The late Professor Derrick Bell is renowned as the intellectual architect who drafted the blueprints that guided the initial development of critical race theory (CRT). Prior to the advent of CRT, Professor Bell wrote extensively on initiatives designed to improve the lives of African Americans. Among his most influential scholarship, ‘Serving Two Masters’ from the 1976 Yale Law Review emerged as a seminal foundational piece for CRT. We found that Bell’s post-Brown litigation and frustrations were captured in several powerful law review journals from 1970–1976. During this time, he wrote extensively on minority admissions programs, school litigation strategies, racial remediation, equal employment, and of course the Brown decision and its aftermath.
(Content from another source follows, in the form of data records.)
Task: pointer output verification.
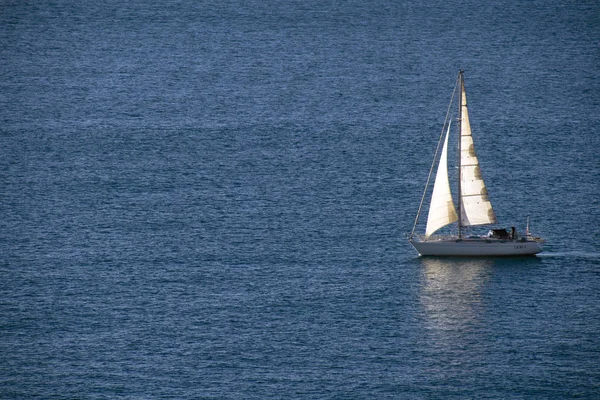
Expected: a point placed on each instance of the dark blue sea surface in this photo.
(209, 199)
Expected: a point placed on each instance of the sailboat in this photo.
(474, 206)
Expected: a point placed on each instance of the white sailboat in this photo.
(474, 206)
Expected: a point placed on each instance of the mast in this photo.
(462, 89)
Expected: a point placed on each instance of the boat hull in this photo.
(476, 247)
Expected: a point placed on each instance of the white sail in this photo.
(441, 208)
(476, 208)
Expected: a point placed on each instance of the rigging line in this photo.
(437, 150)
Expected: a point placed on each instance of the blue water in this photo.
(209, 199)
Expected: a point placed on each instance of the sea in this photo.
(210, 199)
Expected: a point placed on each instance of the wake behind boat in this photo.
(474, 206)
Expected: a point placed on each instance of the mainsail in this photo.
(441, 208)
(476, 208)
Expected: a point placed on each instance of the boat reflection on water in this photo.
(451, 296)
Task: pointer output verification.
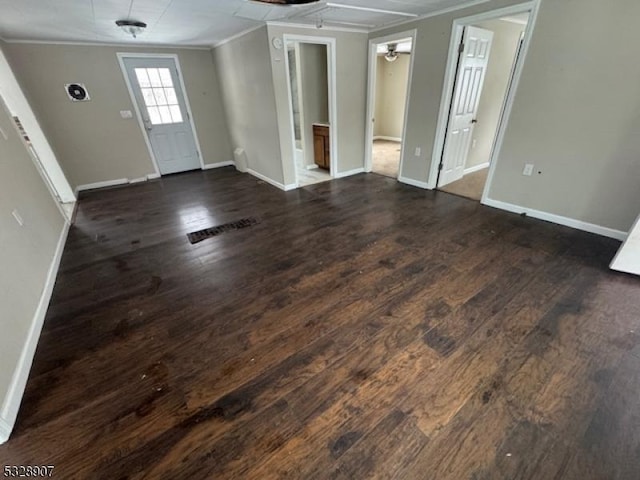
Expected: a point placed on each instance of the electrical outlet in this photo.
(18, 218)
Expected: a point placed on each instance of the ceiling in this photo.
(192, 22)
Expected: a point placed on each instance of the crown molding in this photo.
(238, 35)
(325, 27)
(105, 44)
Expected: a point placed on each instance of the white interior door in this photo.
(162, 104)
(466, 97)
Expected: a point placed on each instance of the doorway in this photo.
(161, 103)
(485, 60)
(311, 88)
(390, 73)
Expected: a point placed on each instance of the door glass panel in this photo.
(154, 77)
(149, 98)
(154, 116)
(159, 94)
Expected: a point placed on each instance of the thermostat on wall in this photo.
(77, 92)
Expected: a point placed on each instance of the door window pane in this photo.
(176, 114)
(154, 77)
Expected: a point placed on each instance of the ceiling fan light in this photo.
(132, 27)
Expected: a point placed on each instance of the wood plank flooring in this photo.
(364, 329)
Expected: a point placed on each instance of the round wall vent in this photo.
(77, 92)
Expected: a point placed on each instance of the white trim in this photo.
(107, 183)
(414, 183)
(325, 28)
(348, 173)
(332, 67)
(371, 95)
(121, 57)
(270, 181)
(388, 139)
(511, 93)
(435, 13)
(237, 35)
(457, 31)
(559, 219)
(111, 44)
(476, 168)
(11, 402)
(209, 166)
(5, 431)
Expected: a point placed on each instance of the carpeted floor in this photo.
(386, 158)
(469, 186)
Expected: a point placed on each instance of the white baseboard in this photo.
(348, 173)
(210, 166)
(414, 183)
(11, 403)
(476, 168)
(108, 183)
(138, 180)
(559, 219)
(271, 181)
(389, 139)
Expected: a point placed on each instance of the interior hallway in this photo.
(470, 186)
(424, 333)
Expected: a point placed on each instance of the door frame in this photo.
(121, 57)
(532, 7)
(332, 83)
(371, 95)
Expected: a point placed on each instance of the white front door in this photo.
(161, 103)
(466, 97)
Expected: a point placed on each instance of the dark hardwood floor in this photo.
(363, 329)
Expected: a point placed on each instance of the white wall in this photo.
(244, 71)
(92, 142)
(19, 106)
(574, 116)
(28, 260)
(506, 38)
(391, 94)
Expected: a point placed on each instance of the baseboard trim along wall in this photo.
(210, 166)
(389, 139)
(559, 219)
(11, 403)
(476, 168)
(414, 183)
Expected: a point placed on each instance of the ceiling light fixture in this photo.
(132, 27)
(391, 55)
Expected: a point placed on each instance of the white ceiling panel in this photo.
(190, 22)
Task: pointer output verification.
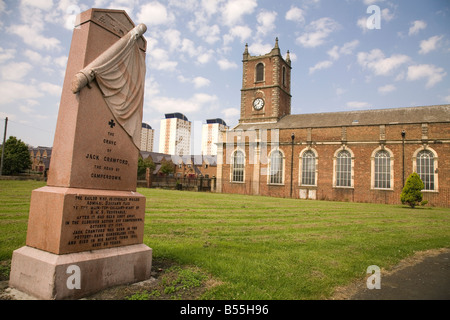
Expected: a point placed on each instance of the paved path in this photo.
(428, 279)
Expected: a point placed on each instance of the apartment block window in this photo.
(238, 164)
(344, 169)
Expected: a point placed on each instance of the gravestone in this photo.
(85, 228)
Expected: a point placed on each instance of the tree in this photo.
(17, 157)
(167, 166)
(412, 191)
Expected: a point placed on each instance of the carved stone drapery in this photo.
(120, 75)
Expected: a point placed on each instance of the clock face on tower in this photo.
(258, 104)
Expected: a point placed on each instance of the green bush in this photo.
(412, 191)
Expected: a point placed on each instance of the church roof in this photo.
(428, 114)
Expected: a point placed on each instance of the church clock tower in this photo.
(266, 87)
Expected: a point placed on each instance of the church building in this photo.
(358, 156)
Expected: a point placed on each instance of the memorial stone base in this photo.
(49, 276)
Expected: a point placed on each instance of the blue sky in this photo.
(194, 56)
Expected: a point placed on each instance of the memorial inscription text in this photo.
(104, 221)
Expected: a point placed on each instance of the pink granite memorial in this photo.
(85, 228)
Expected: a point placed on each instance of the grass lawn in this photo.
(261, 247)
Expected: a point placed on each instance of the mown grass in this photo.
(262, 247)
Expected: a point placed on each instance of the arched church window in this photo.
(260, 72)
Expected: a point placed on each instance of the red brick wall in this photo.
(362, 141)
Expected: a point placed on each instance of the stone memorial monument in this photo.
(85, 228)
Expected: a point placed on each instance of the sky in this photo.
(346, 55)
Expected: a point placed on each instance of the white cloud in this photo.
(430, 44)
(320, 65)
(416, 26)
(295, 14)
(266, 22)
(225, 64)
(198, 82)
(432, 73)
(357, 105)
(6, 54)
(241, 32)
(369, 2)
(386, 89)
(346, 49)
(386, 15)
(317, 32)
(447, 99)
(15, 71)
(32, 37)
(154, 13)
(41, 4)
(199, 101)
(231, 112)
(376, 61)
(234, 10)
(50, 88)
(14, 91)
(159, 60)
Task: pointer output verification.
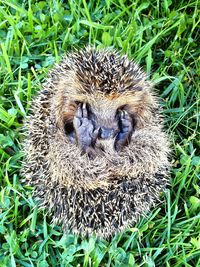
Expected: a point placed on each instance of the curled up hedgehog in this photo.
(95, 149)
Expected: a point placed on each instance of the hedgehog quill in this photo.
(95, 149)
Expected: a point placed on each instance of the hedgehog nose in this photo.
(105, 132)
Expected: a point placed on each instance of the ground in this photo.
(162, 36)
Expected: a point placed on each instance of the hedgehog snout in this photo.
(105, 133)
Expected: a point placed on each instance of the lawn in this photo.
(163, 37)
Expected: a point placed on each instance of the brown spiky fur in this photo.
(109, 192)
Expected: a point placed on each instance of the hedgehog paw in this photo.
(86, 134)
(126, 128)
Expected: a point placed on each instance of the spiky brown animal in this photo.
(95, 149)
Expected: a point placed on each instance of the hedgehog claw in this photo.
(126, 128)
(86, 135)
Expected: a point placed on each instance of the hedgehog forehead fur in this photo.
(110, 192)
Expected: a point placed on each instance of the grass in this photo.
(160, 35)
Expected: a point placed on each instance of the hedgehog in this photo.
(95, 149)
These early works attended to the details of how legal remediation for racism in various forms could be considered and approached, but more often were ignored and denied. These same works showed the contradictions built into legal strategies. By working through the details of specific racial remediation strategies, Derrick Bell realized the ubiquity of the negative influences of post-Brown integration goals in all aspects of African American life, including the law. His seminal 1976 Yale Law Review piece emerged not from theory, per se, but from very specific engagements with reasoning about post-Brown policies and practices that failed to serve the interests of most African American families. For Bell, hope seemed to wax and wane as clarity emerged. This article analyses Bell’s law review articles that were published between 1970 and 1976, when he began full-fledged writing that ultimately provided a blueprint for the CRT movement in the academy.